The overhead lights were harsher than I remembered, the room colder than it used to be, bright enough to make the table's glossy surface glare.

"Actually, Emma. I wanted to ask you something."

The air in the room shifted. Kevin's grin faded. David finally looked up from his contracts.

"Of course," I said, keeping my voice level. "What's on your mind?"

She looked around the room, meeting Kevin and David's stares in warning.

"I'd like a private word."

Kevin scrambled for his things like a madman, David no better. The two of them rushed to the door, Kevin dropped his favorite fountain pen but didn't come back for it. One foot already through the door.

Jennifer tilted her head, studying me with the same focus she brought to hostile negotiations. "The Davidson situation."

I stiffened. "What about it?"

"The official story is that he leaked manipulated numbers. Doctored documents designed to tank the merger and make Elion look weaker than it was." She paused. "That's what Falkirk's PR team is pushing. That's what the press ran with."

"Right," I said carefully.

She met me head-on. "And that's bullshit." She leaned forward, finger pointing at me. "You know it and so do I."

My face went cold. So did my hands. Every instinct suddenly cataloging the woman in front of me—not as a friend, but as a threat. One that could eat me alive.

I didn't answer. Couldn't.

"Well?" she pressed. Mouth set in a wire-thin line.

I looked down, clicking my lacquered nails against each other in my lap like a schoolgirl who'd just been caught cheating.

"I don't know what to say."

Her bottom lip quivered. "Tell me the truth, Emma."

My mind raced, searching for a solution. An answer for something I was still questioning myself.

"I don't know," I said, raising my head. "Honestly. I don't."

She shook her head, hurt etched across her face.

"I know it isn't good enough and I wish I had more," I murmured. "But it's all I have."

"That doesn't make me feel any better."

I nodded. "I know."

Her shoulders slumped. "I thought you trusted me more than this."

"I do—" I blurted, reaching for the hurt I knew I wouldn't be able to soothe.

"No," she whispered, voice cracking. "You don't."

And in that moment I wanted to tell her everything. Damien and I. How he'd protected me. Protected her. Protected Elion. But I couldn't. Not yet.

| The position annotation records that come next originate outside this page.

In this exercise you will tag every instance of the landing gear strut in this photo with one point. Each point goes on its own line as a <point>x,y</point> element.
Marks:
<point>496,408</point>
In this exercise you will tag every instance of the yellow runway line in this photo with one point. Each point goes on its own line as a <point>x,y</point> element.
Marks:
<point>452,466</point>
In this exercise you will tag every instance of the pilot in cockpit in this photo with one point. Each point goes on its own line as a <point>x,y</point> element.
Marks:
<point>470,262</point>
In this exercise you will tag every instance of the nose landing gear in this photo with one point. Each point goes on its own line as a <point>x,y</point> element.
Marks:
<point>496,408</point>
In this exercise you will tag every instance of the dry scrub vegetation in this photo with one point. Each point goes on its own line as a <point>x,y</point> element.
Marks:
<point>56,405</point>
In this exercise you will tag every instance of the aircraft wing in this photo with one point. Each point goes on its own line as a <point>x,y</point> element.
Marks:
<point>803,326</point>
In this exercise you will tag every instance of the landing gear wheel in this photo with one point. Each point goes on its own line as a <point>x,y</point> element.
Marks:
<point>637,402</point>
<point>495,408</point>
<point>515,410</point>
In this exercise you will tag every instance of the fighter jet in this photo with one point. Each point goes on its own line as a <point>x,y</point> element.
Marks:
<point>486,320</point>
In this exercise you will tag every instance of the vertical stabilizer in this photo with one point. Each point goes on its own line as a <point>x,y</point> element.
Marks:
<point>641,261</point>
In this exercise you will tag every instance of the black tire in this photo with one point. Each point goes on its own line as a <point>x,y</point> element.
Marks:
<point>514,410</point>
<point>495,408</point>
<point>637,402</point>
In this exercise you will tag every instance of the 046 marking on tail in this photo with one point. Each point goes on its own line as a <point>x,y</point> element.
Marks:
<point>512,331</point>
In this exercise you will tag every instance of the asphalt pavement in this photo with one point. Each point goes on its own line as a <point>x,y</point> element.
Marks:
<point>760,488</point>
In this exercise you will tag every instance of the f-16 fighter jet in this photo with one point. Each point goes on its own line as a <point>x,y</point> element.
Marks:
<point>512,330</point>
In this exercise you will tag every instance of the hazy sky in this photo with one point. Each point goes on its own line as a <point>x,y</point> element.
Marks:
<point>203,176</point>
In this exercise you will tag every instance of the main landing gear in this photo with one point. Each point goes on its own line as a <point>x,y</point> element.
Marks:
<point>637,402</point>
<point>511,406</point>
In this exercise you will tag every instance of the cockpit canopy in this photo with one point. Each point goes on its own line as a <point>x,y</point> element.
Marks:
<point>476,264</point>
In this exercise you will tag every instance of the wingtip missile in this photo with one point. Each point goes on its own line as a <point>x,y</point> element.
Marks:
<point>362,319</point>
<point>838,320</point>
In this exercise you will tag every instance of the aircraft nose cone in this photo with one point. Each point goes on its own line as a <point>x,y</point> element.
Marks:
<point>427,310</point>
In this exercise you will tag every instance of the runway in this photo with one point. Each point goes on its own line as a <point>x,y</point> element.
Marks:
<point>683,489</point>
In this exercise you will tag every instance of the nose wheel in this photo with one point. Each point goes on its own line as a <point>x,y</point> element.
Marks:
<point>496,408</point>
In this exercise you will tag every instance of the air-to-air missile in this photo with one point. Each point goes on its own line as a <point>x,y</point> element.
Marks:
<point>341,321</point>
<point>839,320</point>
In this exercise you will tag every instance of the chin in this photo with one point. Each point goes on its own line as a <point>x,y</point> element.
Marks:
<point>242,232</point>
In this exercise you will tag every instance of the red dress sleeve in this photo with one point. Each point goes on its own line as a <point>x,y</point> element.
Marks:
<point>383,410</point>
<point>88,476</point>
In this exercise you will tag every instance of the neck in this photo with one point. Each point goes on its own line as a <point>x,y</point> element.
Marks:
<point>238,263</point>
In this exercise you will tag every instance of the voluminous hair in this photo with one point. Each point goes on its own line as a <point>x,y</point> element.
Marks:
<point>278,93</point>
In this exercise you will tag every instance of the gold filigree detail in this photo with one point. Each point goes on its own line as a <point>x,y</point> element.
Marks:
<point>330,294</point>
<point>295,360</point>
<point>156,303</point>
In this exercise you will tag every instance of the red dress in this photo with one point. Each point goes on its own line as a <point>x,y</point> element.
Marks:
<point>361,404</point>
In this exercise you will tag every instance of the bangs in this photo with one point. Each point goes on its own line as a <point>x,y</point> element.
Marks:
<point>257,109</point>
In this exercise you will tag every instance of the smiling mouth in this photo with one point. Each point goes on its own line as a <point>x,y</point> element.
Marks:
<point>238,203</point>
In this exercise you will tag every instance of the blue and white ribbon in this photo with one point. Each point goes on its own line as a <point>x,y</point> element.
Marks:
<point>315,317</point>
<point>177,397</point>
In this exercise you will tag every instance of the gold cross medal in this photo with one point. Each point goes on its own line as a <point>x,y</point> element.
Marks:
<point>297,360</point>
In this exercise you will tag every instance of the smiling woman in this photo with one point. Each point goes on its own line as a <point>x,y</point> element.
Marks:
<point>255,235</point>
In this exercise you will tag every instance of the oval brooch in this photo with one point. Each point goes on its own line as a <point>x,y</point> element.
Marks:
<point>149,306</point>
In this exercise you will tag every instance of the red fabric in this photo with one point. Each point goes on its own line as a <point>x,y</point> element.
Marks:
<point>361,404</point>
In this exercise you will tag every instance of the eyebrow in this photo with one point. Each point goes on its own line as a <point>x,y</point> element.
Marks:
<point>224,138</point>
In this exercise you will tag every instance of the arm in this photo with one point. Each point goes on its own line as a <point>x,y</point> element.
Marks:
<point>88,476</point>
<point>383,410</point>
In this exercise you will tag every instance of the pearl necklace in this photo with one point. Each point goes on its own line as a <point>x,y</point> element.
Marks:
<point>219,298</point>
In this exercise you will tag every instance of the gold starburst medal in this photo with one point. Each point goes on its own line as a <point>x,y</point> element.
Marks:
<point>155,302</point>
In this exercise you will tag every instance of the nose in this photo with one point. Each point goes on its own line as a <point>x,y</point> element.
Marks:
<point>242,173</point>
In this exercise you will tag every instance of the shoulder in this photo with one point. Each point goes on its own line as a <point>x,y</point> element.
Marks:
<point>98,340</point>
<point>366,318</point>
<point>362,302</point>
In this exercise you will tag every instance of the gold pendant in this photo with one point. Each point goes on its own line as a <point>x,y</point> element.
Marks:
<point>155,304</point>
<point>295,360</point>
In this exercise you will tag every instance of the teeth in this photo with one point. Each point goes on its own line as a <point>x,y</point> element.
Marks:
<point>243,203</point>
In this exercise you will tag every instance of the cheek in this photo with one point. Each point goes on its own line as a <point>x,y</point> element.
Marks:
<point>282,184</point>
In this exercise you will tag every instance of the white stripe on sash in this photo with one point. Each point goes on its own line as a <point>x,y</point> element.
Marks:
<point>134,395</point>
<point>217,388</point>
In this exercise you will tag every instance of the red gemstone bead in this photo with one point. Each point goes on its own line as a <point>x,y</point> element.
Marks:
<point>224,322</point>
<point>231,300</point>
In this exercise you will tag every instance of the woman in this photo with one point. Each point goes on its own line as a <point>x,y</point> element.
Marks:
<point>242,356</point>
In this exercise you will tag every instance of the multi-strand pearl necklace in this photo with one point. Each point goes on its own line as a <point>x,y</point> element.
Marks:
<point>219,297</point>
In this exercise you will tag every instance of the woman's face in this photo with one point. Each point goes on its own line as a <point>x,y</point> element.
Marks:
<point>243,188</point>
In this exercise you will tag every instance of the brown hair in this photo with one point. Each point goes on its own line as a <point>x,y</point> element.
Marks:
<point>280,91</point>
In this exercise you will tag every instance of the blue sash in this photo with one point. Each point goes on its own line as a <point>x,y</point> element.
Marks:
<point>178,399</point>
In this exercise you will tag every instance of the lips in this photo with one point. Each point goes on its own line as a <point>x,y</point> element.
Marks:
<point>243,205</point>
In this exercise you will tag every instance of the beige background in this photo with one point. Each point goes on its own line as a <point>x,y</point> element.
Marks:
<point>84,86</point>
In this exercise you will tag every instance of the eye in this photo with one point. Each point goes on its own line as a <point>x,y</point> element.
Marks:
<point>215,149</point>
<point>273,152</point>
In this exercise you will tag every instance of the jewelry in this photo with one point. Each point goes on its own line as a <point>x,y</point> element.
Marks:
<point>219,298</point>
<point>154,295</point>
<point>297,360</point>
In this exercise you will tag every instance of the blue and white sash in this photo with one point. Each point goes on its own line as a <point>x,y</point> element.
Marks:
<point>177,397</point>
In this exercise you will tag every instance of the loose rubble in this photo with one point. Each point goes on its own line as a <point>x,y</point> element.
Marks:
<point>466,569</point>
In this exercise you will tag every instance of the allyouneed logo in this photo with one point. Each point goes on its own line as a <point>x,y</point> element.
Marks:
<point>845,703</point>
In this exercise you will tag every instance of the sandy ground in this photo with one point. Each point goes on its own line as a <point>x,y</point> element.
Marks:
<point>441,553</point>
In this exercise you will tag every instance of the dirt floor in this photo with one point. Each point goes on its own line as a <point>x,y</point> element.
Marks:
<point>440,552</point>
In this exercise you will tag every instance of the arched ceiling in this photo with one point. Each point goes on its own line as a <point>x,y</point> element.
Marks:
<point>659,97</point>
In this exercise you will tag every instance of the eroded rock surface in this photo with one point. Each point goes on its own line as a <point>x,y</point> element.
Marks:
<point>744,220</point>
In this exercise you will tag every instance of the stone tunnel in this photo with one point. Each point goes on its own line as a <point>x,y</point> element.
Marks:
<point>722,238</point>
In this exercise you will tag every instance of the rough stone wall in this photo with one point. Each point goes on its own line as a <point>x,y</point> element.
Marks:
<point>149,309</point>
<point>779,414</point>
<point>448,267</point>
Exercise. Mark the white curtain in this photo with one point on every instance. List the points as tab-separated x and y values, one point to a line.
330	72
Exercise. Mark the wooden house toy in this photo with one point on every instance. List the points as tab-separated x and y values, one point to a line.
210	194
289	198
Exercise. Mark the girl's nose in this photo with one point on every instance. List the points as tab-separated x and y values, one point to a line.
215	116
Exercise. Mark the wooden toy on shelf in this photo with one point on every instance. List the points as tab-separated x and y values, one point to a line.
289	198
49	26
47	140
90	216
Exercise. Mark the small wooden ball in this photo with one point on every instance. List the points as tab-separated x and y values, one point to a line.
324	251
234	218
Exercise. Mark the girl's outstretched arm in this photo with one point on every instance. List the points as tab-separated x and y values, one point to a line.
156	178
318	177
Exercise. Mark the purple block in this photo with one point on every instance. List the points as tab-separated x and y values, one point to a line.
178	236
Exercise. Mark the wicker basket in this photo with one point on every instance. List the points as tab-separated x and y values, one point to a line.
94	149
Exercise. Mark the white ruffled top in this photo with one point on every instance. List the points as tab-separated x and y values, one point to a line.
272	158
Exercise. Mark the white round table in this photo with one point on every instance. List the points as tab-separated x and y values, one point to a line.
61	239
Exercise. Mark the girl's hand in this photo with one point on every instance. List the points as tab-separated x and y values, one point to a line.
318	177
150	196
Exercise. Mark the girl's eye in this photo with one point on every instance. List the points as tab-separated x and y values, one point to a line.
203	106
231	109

I closed my eyes, drawing a breath that came too tight.

"I can't tell you everything, Jennifer." I opened my eyes, meeting hers. "But I can promise you two things."

I held up a finger. "The first—I promise I will. I'll tell you everything. Everything I possibly can. But I can't today. And I need you to trust me on this."

It wasn't a lie, but it wasn't the whole truth either—and I hated what it made me.

She blanched, mouth opening, words on her tongue. But I continued, raising a second finger.

"And secondly, I can promise you that Elion is safe. You are safe. David, Kevin, Sarah—everyone is safe."

I remembered Damien's promises to always protect me. I lifted my chin.

"And so am I."

Silence thickened around us. She didn't look away, didn't blink, didn't flinch. Just like I knew she wouldn't.

I tried to match her, the intensity she brought to the room, and prayed I stacked up.

"Fine," she breathed. "But I won't wait long."

The pressure in my chest eased—barely.

"You won't have to."

She held my gaze a moment longer—weighing, deciding—then gathered her things and left without another word.

The door clicked shut. I sat alone in the conference room that used to be mine, the weight of secrets pressing in.